According to an embodiment of the present invention, there is also provided a computer product including instructions for performing base recognition, which, when the program is executed by a computer, cause the computer to perform the method of base recognition in the above-described embodiment of the present invention.
By using the base identification method, the base identification device, the computer-readable storage medium and/or the computer product, the type of the base combined with the template nucleic acid can be identified during the base extension reaction based on the constructed speckle set corresponding to the sequencing template, and the method can be used for realizing accurate determination of the template nucleic acid sequence.
Additional aspects and advantages of embodiments of the invention will be set forth in part in the description which follows and, in part, will be obvious from the description, or may be learned by practice of embodiments of the invention.
Drawings
FIG. 1 is a schematic flow chart of a method for image-based construction of a sequencing template in an embodiment of the invention.
Fig. 2 is a schematic diagram of combining and merging images Repeat1, Repeat5, Repeat6 and Repeat7 based on a hot spot to construct a sequencing template in an embodiment of the present invention.
FIG. 3 is a schematic diagram of a rectification process and a rectification result in an embodiment of the present invention.
FIG. 4 is a diagram of a matrix corresponding to candidate hot spots and associated pixels in accordance with an embodiment of the present invention.

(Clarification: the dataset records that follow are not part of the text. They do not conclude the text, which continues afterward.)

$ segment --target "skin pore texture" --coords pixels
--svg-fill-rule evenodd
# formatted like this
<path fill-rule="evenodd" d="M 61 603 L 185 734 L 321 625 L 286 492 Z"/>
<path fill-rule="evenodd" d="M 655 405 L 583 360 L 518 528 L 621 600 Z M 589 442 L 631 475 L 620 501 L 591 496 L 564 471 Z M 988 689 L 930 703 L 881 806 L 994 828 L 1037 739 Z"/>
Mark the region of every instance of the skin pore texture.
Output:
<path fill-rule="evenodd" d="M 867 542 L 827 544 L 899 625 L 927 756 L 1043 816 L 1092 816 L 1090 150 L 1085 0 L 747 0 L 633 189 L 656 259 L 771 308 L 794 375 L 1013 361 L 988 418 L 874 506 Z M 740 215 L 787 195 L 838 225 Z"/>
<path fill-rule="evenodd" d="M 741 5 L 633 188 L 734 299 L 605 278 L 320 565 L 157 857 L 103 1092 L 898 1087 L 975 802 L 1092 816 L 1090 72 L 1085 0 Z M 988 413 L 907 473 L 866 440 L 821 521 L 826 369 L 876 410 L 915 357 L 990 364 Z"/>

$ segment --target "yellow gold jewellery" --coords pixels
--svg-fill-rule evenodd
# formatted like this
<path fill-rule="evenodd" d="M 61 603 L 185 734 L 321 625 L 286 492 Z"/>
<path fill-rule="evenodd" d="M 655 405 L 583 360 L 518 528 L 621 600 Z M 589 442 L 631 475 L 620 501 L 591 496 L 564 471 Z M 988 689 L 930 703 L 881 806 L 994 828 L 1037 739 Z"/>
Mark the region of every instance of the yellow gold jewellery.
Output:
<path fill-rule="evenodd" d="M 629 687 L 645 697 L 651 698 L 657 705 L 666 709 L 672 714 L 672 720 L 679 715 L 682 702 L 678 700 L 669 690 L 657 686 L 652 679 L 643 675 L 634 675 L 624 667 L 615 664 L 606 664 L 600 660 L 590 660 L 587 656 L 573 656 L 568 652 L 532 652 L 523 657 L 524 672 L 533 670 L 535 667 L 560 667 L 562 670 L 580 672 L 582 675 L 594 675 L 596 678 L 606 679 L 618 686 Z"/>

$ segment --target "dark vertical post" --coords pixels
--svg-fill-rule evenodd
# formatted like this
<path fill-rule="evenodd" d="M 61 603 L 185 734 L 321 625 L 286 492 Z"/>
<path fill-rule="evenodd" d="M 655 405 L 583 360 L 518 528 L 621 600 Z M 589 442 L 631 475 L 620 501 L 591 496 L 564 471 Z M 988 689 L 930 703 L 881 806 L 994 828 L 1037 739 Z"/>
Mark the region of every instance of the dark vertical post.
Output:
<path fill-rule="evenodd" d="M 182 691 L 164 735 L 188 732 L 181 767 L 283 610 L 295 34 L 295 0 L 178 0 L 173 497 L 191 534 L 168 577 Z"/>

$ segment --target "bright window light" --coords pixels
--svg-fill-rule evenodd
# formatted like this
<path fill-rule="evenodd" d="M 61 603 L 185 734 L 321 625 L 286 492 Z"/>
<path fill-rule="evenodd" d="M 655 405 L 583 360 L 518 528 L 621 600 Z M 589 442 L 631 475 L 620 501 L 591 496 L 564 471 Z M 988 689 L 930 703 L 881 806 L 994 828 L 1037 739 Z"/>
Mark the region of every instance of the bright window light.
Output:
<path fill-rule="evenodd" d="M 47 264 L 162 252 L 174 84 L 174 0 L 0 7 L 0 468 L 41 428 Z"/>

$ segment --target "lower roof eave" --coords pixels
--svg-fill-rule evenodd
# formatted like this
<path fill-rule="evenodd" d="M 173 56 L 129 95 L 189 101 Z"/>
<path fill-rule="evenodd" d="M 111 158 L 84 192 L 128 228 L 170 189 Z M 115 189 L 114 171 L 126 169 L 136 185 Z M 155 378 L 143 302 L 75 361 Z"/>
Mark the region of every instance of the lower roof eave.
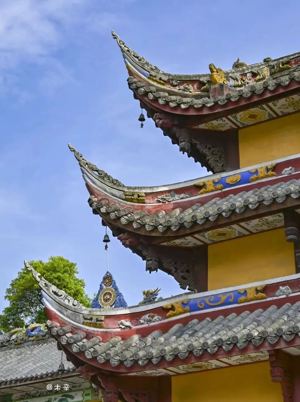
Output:
<path fill-rule="evenodd" d="M 106 372 L 125 374 L 299 346 L 300 309 L 298 293 L 249 303 L 247 306 L 241 304 L 216 309 L 213 312 L 187 314 L 151 325 L 147 330 L 147 327 L 134 328 L 117 334 L 112 331 L 110 338 L 108 338 L 106 332 L 101 342 L 85 352 L 80 349 L 85 342 L 80 340 L 79 347 L 74 349 L 73 344 L 67 340 L 68 337 L 82 334 L 82 326 L 79 328 L 78 324 L 67 317 L 58 316 L 48 308 L 46 312 L 51 320 L 49 325 L 53 327 L 53 334 L 78 362 L 81 362 L 78 363 L 79 365 L 88 364 Z M 242 332 L 243 329 L 247 330 L 245 332 Z M 88 331 L 87 328 L 84 335 L 86 339 L 88 337 L 90 339 Z M 189 336 L 182 338 L 184 334 Z M 237 343 L 233 338 L 236 334 L 240 334 Z M 102 335 L 104 331 L 99 330 L 98 336 Z M 63 342 L 62 337 L 64 337 Z M 223 340 L 220 343 L 220 339 Z M 149 347 L 145 346 L 149 340 Z M 187 347 L 188 349 L 183 352 L 180 348 L 179 351 L 174 349 L 186 342 L 188 345 L 191 342 L 192 347 Z M 91 353 L 95 350 L 98 354 L 93 356 Z"/>

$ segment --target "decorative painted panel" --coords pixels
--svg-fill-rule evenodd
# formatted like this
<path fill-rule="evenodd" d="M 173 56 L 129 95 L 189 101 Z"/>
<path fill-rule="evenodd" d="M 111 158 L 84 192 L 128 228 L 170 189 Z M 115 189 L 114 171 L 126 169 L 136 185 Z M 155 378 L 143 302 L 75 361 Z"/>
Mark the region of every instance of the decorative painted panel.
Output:
<path fill-rule="evenodd" d="M 236 365 L 238 364 L 244 364 L 245 363 L 252 363 L 255 362 L 267 360 L 269 354 L 267 352 L 255 352 L 240 356 L 233 356 L 230 357 L 224 357 L 220 360 L 229 364 Z"/>
<path fill-rule="evenodd" d="M 288 115 L 300 110 L 300 94 L 295 94 L 269 104 L 280 116 Z"/>
<path fill-rule="evenodd" d="M 204 124 L 195 126 L 193 128 L 200 128 L 204 130 L 213 130 L 217 131 L 225 131 L 226 130 L 230 130 L 235 129 L 237 126 L 229 121 L 226 117 L 218 119 L 216 120 L 212 120 Z"/>
<path fill-rule="evenodd" d="M 187 236 L 181 239 L 177 239 L 176 240 L 172 240 L 169 242 L 162 243 L 163 246 L 175 246 L 177 247 L 180 246 L 182 247 L 196 247 L 197 246 L 200 246 L 203 244 L 202 242 L 191 236 Z"/>
<path fill-rule="evenodd" d="M 136 373 L 131 373 L 125 375 L 143 375 L 147 377 L 157 377 L 158 375 L 172 375 L 175 373 L 172 373 L 168 370 L 164 369 L 158 369 L 157 370 L 146 370 L 145 371 L 137 371 Z"/>
<path fill-rule="evenodd" d="M 256 233 L 280 228 L 283 226 L 284 223 L 283 215 L 282 213 L 276 213 L 270 216 L 265 216 L 263 218 L 243 222 L 240 223 L 240 225 L 253 233 Z"/>
<path fill-rule="evenodd" d="M 214 229 L 208 232 L 203 232 L 194 235 L 200 240 L 208 244 L 217 243 L 222 240 L 229 240 L 235 237 L 240 237 L 245 234 L 249 234 L 249 232 L 242 229 L 237 225 L 226 226 L 220 229 Z"/>
<path fill-rule="evenodd" d="M 210 360 L 207 361 L 199 361 L 196 363 L 191 363 L 180 366 L 170 367 L 169 369 L 175 373 L 183 374 L 184 373 L 192 373 L 194 371 L 218 369 L 221 367 L 227 367 L 228 365 L 218 360 Z"/>
<path fill-rule="evenodd" d="M 229 116 L 240 127 L 246 127 L 255 123 L 261 123 L 276 117 L 276 115 L 265 105 L 235 113 Z"/>
<path fill-rule="evenodd" d="M 265 285 L 263 285 L 194 299 L 186 299 L 165 304 L 163 307 L 170 310 L 167 314 L 167 318 L 170 318 L 186 313 L 208 310 L 215 307 L 263 300 L 267 298 L 266 295 L 263 293 L 264 287 Z"/>

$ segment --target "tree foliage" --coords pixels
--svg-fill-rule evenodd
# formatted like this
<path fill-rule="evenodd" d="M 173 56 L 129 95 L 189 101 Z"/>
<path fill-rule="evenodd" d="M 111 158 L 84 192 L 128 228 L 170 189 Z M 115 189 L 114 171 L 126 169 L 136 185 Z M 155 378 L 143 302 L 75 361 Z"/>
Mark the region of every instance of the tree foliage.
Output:
<path fill-rule="evenodd" d="M 40 260 L 29 263 L 41 277 L 86 307 L 90 306 L 92 300 L 84 291 L 84 281 L 76 276 L 78 271 L 75 263 L 57 256 L 50 257 L 47 263 Z M 31 273 L 24 267 L 11 281 L 4 298 L 9 303 L 0 315 L 0 328 L 4 332 L 47 321 L 40 289 Z"/>

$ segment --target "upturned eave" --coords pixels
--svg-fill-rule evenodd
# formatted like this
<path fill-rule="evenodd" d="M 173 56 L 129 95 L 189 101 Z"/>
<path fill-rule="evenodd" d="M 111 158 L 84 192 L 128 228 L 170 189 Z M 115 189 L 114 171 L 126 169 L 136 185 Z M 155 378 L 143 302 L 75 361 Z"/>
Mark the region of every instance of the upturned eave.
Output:
<path fill-rule="evenodd" d="M 183 365 L 300 346 L 299 275 L 100 311 L 88 311 L 26 266 L 42 289 L 52 336 L 76 367 L 88 364 L 99 373 L 165 375 Z M 102 329 L 94 321 L 100 315 Z M 222 367 L 230 366 L 225 361 Z"/>

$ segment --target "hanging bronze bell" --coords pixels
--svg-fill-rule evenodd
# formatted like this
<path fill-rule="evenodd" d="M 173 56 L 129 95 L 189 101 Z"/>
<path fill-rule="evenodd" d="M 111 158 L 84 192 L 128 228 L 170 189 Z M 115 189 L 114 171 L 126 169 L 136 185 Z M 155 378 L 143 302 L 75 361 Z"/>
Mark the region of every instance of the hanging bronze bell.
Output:
<path fill-rule="evenodd" d="M 139 117 L 139 121 L 145 121 L 145 120 L 146 119 L 145 119 L 145 116 L 144 116 L 144 115 L 142 113 L 141 113 L 141 114 L 140 115 Z"/>

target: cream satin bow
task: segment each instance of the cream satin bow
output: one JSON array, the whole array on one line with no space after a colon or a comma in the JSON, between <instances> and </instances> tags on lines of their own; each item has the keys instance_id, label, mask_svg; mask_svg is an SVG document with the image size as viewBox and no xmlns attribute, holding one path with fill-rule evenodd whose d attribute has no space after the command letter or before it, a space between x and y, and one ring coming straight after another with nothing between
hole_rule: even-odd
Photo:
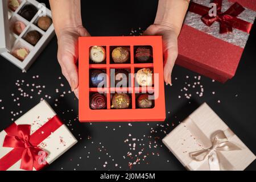
<instances>
[{"instance_id":1,"label":"cream satin bow","mask_svg":"<svg viewBox=\"0 0 256 182\"><path fill-rule=\"evenodd\" d=\"M210 170L220 170L221 160L218 158L220 151L241 150L241 149L233 143L229 142L223 131L218 131L214 135L212 142L212 146L207 149L189 153L189 156L194 160L203 161L208 157Z\"/></svg>"}]
</instances>

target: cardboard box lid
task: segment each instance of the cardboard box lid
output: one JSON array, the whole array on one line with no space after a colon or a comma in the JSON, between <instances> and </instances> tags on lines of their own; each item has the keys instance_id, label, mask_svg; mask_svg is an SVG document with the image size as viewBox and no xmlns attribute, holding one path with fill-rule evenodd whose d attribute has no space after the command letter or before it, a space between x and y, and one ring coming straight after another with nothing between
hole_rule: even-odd
<instances>
[{"instance_id":1,"label":"cardboard box lid","mask_svg":"<svg viewBox=\"0 0 256 182\"><path fill-rule=\"evenodd\" d=\"M0 0L0 53L11 50L8 1Z\"/></svg>"}]
</instances>

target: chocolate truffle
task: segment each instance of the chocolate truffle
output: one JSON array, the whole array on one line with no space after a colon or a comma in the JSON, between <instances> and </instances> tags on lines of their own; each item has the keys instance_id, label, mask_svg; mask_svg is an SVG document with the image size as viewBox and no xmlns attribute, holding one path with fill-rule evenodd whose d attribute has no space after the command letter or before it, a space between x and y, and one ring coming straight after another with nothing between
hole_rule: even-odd
<instances>
[{"instance_id":1,"label":"chocolate truffle","mask_svg":"<svg viewBox=\"0 0 256 182\"><path fill-rule=\"evenodd\" d=\"M11 54L20 61L23 61L28 55L29 52L30 52L27 49L25 48L21 48L14 50Z\"/></svg>"},{"instance_id":2,"label":"chocolate truffle","mask_svg":"<svg viewBox=\"0 0 256 182\"><path fill-rule=\"evenodd\" d=\"M32 30L27 33L24 39L32 46L35 46L41 38L41 34L36 30Z\"/></svg>"},{"instance_id":3,"label":"chocolate truffle","mask_svg":"<svg viewBox=\"0 0 256 182\"><path fill-rule=\"evenodd\" d=\"M16 21L13 25L13 31L14 34L19 35L23 32L24 29L25 29L25 28L26 24L23 22Z\"/></svg>"},{"instance_id":4,"label":"chocolate truffle","mask_svg":"<svg viewBox=\"0 0 256 182\"><path fill-rule=\"evenodd\" d=\"M36 13L38 13L36 7L32 5L27 5L22 7L19 14L28 21L30 21L35 16Z\"/></svg>"},{"instance_id":5,"label":"chocolate truffle","mask_svg":"<svg viewBox=\"0 0 256 182\"><path fill-rule=\"evenodd\" d=\"M49 16L41 16L38 19L38 26L42 30L47 31L52 23L52 20Z\"/></svg>"},{"instance_id":6,"label":"chocolate truffle","mask_svg":"<svg viewBox=\"0 0 256 182\"><path fill-rule=\"evenodd\" d=\"M117 85L120 82L118 85L128 87L129 74L129 73L125 69L116 69L115 71L115 85Z\"/></svg>"},{"instance_id":7,"label":"chocolate truffle","mask_svg":"<svg viewBox=\"0 0 256 182\"><path fill-rule=\"evenodd\" d=\"M18 0L8 0L8 7L13 11L15 11L19 5L20 5L20 3Z\"/></svg>"},{"instance_id":8,"label":"chocolate truffle","mask_svg":"<svg viewBox=\"0 0 256 182\"><path fill-rule=\"evenodd\" d=\"M127 109L130 106L130 100L129 96L125 93L115 93L112 97L111 108Z\"/></svg>"},{"instance_id":9,"label":"chocolate truffle","mask_svg":"<svg viewBox=\"0 0 256 182\"><path fill-rule=\"evenodd\" d=\"M148 94L141 94L137 98L137 105L139 108L151 108L152 105L152 100L148 99Z\"/></svg>"},{"instance_id":10,"label":"chocolate truffle","mask_svg":"<svg viewBox=\"0 0 256 182\"><path fill-rule=\"evenodd\" d=\"M152 49L150 46L139 47L136 49L135 58L139 62L152 60Z\"/></svg>"},{"instance_id":11,"label":"chocolate truffle","mask_svg":"<svg viewBox=\"0 0 256 182\"><path fill-rule=\"evenodd\" d=\"M93 46L90 48L90 59L95 63L100 63L106 58L106 51L103 47Z\"/></svg>"},{"instance_id":12,"label":"chocolate truffle","mask_svg":"<svg viewBox=\"0 0 256 182\"><path fill-rule=\"evenodd\" d=\"M90 82L93 86L97 87L101 84L106 84L106 74L100 69L93 69L90 72Z\"/></svg>"},{"instance_id":13,"label":"chocolate truffle","mask_svg":"<svg viewBox=\"0 0 256 182\"><path fill-rule=\"evenodd\" d=\"M129 49L125 47L118 47L112 51L112 59L115 63L125 63L129 57Z\"/></svg>"},{"instance_id":14,"label":"chocolate truffle","mask_svg":"<svg viewBox=\"0 0 256 182\"><path fill-rule=\"evenodd\" d=\"M139 69L135 76L137 82L141 86L152 86L154 84L154 73L150 68Z\"/></svg>"},{"instance_id":15,"label":"chocolate truffle","mask_svg":"<svg viewBox=\"0 0 256 182\"><path fill-rule=\"evenodd\" d=\"M92 109L102 109L106 108L106 97L104 94L94 93L90 97L90 106Z\"/></svg>"}]
</instances>

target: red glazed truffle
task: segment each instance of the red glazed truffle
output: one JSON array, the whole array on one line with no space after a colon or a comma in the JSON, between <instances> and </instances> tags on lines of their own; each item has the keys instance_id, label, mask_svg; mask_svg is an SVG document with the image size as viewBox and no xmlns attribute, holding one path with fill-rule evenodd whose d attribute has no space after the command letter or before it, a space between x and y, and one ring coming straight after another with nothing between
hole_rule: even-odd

Fig. 5 is a schematic diagram of pixel values in a range of m1 × m2 centered on a central pixel point of the pixel point matrix according to the embodiment of the present invention.
Fig. 6 is a schematic diagram illustrating comparison between bright spot detection results before and after the determination according to the second bright spot detection threshold in the embodiment of the present invention.
FIG. 7 is a schematic diagram of an apparatus for constructing a sequencing template based on an image according to an embodiment of the present invention.
Detailed Description
Reference will now be made in detail to embodiments of the present invention, examples of which are illustrated in the accompanying drawings, wherein like or similar reference numerals refer to the same or similar elements or elements having the same or similar function throughout. The embodiments described below with reference to the accompanying drawings are illustrative only for the purpose of explaining the present invention, and are not to be construed as limiting the present invention.
In the description of the present invention, the terms "first", "second", "third", "fourth", etc. are used for descriptive purposes only and are not to be construed as indicating or implying relative importance or implying any order or number of indicated technical features. In the description of the present invention, "a plurality" means two or more unless specifically defined otherwise.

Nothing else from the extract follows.